Jordan’s King Abdullah said during an interview with Tokyo-based newspaper The Daily Yomiuri that “The (Lebanon) war last summer showed that Israel is not as strong as we had previously thought, and, justifiably or not, the perception in the Middle East is that Israel lost.”
Abdullah, who is currently visiting Japan, added that “More and more countries in the region will now believe that the only way to get Israel to listen is through force and not negotiations. Israel will have to take a significant step in the right direction that will lead to calm in the region.”
The Jordanian king stressed that the Israeli-Palestinian conflict remains the main source of Mideast tension. “Until we deal with this issue, which can be easily resolved, the Middle East will be forever cursed, as will the entire Muslim world,” he said.
Abdallah said that in light of the current situation Israel must decide whether or not it wishes to remain isolated.
“The Arab countries are very interested in moving the peace process along, and this conveys a message to the Israelis: If we advance the peace process and implement a two-state solution, all the Arab and Muslim countries will agree to establish (diplomatic) relations with Israel,” he said.
'Must change policy in Middle East'During the Interview Abdullah warned of the rise in extremism in the Middle East, which, according to him, may lead to the weakening of the peace camp and the moderate elements.
“Therefore, we must change the policy in the Middle East, or else people will only here extremist views,” he said. “In the past, there were 8 to 10 year intervals between conflicts, but now this has dropped to 10 to 12 months, and may I remind you that we are expecting three civil wars in 2007 (in the Palestinian Authority, Iraq and Lebanon).

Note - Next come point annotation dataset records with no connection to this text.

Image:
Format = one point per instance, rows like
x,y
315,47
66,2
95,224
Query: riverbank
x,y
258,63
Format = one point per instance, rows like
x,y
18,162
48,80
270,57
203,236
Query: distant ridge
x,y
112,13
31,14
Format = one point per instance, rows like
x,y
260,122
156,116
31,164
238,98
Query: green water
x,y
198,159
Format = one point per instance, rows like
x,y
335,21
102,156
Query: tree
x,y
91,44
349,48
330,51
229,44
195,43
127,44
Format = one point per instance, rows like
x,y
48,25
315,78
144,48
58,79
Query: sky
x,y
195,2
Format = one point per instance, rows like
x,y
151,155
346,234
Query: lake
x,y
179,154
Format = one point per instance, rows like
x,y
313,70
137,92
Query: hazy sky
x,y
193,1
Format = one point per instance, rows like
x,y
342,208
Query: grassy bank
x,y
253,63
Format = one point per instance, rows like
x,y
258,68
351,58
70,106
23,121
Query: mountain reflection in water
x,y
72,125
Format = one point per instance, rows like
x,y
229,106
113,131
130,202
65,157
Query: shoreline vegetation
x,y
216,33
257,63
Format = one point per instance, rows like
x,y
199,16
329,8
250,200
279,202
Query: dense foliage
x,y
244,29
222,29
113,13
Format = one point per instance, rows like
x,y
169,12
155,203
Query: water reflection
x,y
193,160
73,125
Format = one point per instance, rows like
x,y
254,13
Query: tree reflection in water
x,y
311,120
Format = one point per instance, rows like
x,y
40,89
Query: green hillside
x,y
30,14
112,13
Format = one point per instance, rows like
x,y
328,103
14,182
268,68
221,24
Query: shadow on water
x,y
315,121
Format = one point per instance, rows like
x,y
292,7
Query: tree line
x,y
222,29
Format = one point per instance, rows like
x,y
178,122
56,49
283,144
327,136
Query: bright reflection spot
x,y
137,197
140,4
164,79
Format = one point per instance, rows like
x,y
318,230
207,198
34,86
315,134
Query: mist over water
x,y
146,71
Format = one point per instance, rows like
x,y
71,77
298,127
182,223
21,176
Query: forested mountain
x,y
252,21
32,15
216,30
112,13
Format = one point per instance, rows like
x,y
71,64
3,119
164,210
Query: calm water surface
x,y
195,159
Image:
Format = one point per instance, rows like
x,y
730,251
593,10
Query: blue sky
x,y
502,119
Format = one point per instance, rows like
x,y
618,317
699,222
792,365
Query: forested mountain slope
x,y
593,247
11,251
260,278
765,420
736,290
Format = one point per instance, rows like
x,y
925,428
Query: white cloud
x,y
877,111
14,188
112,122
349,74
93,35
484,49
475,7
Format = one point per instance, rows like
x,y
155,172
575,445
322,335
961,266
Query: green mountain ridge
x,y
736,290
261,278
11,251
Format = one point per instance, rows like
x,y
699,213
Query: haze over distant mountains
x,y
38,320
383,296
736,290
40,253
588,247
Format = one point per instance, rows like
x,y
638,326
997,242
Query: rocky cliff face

Turning his attention to the Iranian threat, the Jordanian king said, “There is no doubt that Iran is a major player in the region and should be incorporated into the process.
“If we advance the process in one arena, we will be able to do the same in other arenas as well,” he said. “Today the Arab street is drawn more the extremists and extremist rhetoric and less to moderates speaking of peace and co-existence.”
Abdullah summed up the interview by saying that the only way to fight the radicalization in the region is through education.
"The next step is to get to the streets, the schools, the homes. This is not a process that could take place over night. In certain places this process could take 15-20 years, but eventually the moderate majority must decide – does it want to sit quietly, or does it plan to act against the horrible crimes committed in the name of religion?"